Picks and Pans Review: Leap of Faith
updated 10/10/1988 AT 01:00 AM EDT
•originally published 10/10/1988 AT 01:00 AM EDT
I don't so much dislike this movie as I disagree with it and disapprove of it. The stars—Anne Archer and Sam Neill—are top-drawer, and the production looks neat and slick. But behind this pretty picture is a dangerous intellectual laziness. Archer plays a woman who comes down with lymphoma, a form of cancer that doctors tell her is incurable and will kill her in seven to 10 years. Speaking in earnest platitudes—"I just want to live!...We're gonna lick this thing!"—Archer submits to acupuncture, meditation, visualization, macrobiotic diets and psychology. She sits on grass and listens to doctors who make nouveau-profound understatements like "What you've got with your disease is one more unwanted experience." About two years after her diagnosis, she sees her lymphoma retreat. Leap of Faith is based on one woman's true story. And this is, without doubt, a story of tremendous dedication. What happened to this woman is important.
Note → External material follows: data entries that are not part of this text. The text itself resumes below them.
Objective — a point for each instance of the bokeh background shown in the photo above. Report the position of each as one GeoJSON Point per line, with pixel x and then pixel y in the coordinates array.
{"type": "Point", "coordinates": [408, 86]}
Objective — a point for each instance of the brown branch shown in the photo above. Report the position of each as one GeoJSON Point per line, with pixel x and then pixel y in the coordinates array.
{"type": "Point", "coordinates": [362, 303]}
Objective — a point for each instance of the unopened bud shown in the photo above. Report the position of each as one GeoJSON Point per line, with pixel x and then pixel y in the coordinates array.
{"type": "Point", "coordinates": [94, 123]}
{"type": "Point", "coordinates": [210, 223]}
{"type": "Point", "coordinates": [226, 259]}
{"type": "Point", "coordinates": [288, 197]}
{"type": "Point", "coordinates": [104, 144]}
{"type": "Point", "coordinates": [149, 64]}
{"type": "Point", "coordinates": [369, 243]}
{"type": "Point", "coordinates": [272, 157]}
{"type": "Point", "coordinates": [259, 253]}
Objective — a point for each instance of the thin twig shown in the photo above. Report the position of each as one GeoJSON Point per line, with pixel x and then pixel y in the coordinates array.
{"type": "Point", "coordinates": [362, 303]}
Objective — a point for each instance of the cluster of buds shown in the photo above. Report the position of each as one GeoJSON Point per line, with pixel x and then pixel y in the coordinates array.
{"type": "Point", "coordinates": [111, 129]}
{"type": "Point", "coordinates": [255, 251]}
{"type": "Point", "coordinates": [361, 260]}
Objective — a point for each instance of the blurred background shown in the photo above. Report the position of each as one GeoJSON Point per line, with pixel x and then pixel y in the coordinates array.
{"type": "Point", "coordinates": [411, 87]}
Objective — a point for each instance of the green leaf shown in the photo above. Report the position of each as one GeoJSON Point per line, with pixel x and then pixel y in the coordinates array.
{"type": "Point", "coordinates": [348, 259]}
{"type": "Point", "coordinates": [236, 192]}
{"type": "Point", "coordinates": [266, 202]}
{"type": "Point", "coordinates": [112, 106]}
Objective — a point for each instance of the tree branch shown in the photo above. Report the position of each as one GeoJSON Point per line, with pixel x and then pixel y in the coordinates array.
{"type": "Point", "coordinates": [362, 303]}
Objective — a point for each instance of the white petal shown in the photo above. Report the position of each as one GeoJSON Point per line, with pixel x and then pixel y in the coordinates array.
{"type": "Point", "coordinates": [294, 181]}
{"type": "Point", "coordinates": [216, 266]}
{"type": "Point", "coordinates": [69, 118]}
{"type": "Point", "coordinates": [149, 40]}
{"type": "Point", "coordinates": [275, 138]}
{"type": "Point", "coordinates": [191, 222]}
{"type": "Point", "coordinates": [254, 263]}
It deserves scientific study. It deserves responsible investigation. If it's going to be on television, let it be on a news show—or even on an episode of Donahue. Instead, Donahue's wife, executive producer Marlo Thomas, gives us nothing but new-age televangelism filled with hot-tub cultspeak about "getting in touch with your immune system" and "access to your inner self." CBS should know better.